Behavioral training is like learning how to play the piano, ride a bike, or throw a ball. You can understand the notes on a D major scale, but knowing where the sharps are doesn't do much good until that skill is practiced repeatedly and becomes second nature.
You can describe to your son all it takes to ride a bike, but until he finds his balance, he won't be ready for the Tour de France or much else besides suffering a lot of scrapes on his knees.
So it is, too, with several corporate sales training programs.
There's very little someone can't understand immediately. Nothing is shocking in any part of a retail training session. It's not like you tell them, "The moon is made of Velveeta cheese, and you'll learn to fly to it today." Instead, the basic principles in retail sales training make perfect sense. But just understanding them won't move the needle toward higher sales...
Unless and until you practice the training as part of a blended learning approach, you can struggle.
Benefits of Online Retail Sales Training
That's where effective sales training certifications come in. Certification is proof that the person who took the retail sales training courses understands and will be bound by them. The training sessions are only worth anything if they change behavior. That takes being accountable to actually utilize the knowledge learned in the sessions.
No salesperson can get a certification just from watching a video; the employee has to be engaged. That's why all of my streaming video retail sales training is interactive.
Each of my 90 three-to-five-minute lessons covers a specific part of the sales process like the right words to greet a customer or how to build rapport.

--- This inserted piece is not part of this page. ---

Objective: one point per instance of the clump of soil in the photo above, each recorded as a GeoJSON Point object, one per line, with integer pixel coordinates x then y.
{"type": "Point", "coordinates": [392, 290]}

Along the way, I ask various questions to keep learners engaged. They must answer each of the questions covered in the interactive online learning videos, or the program will stop and wait for them. In this way, every learner takes a slightly different path to get the same result.
At the end of the sessions, like in a sales academy, there is a quick test staff members have to pass at 100% or repeat the lesson.

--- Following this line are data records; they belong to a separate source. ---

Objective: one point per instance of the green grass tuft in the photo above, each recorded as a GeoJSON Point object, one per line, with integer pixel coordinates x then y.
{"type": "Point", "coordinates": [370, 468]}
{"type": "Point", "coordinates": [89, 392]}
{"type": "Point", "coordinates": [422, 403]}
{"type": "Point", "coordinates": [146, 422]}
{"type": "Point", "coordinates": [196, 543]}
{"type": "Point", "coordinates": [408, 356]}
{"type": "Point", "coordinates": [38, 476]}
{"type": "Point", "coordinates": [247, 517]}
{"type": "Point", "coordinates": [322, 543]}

It isn't designed as anything punitive - it strictly ensures the mind is engaged in learning. Video is by nature passive, and the mind gets lazy.
By asking questions, the mind has to access and consider new information. That builds neural pathways to new learning. Through coaching and sales enablement, learners can go deeper not just to be exposed to the opportunity to learn but also to show they can do it and deliver better customer satisfaction to shoppers.
Getting A Sales Credential
A final sales certification screen comes up after every main course in SalesRX. It says, "I have taken all the tests successfully, all my questions have been answered, and I will use the information I have learned on the sales floor." It asks, Yes or No?
If the learner chooses Yes, they can print a certificate in their employee file. If they choose No, I come back on again to let them know they can only finish by clicking that Yes button.
When they do, the sales trainer, sales manager, or owner now has a record that associates know what is expected of them. Do you know how much easier that is to manage should they not follow through?
Oh, and this certification goes for whatever train-the-trainer certification criteria you have.
In Sum
Employee training can be challenging in a retail environment. You can't take everyone off the floor, and you can't expect even a great sales trainer to work one-on-one with all of your store associates.
Once you get all your employees on the same page, they move from clerks to becoming retail salespeople. At that point, it is much easier for your store managers to coach and reward them for doing a good job.
Certified employees have helped thousands of retailers worldwide sell more, even with lower foot traffic, because they understand exactly how to create an exceptional experience.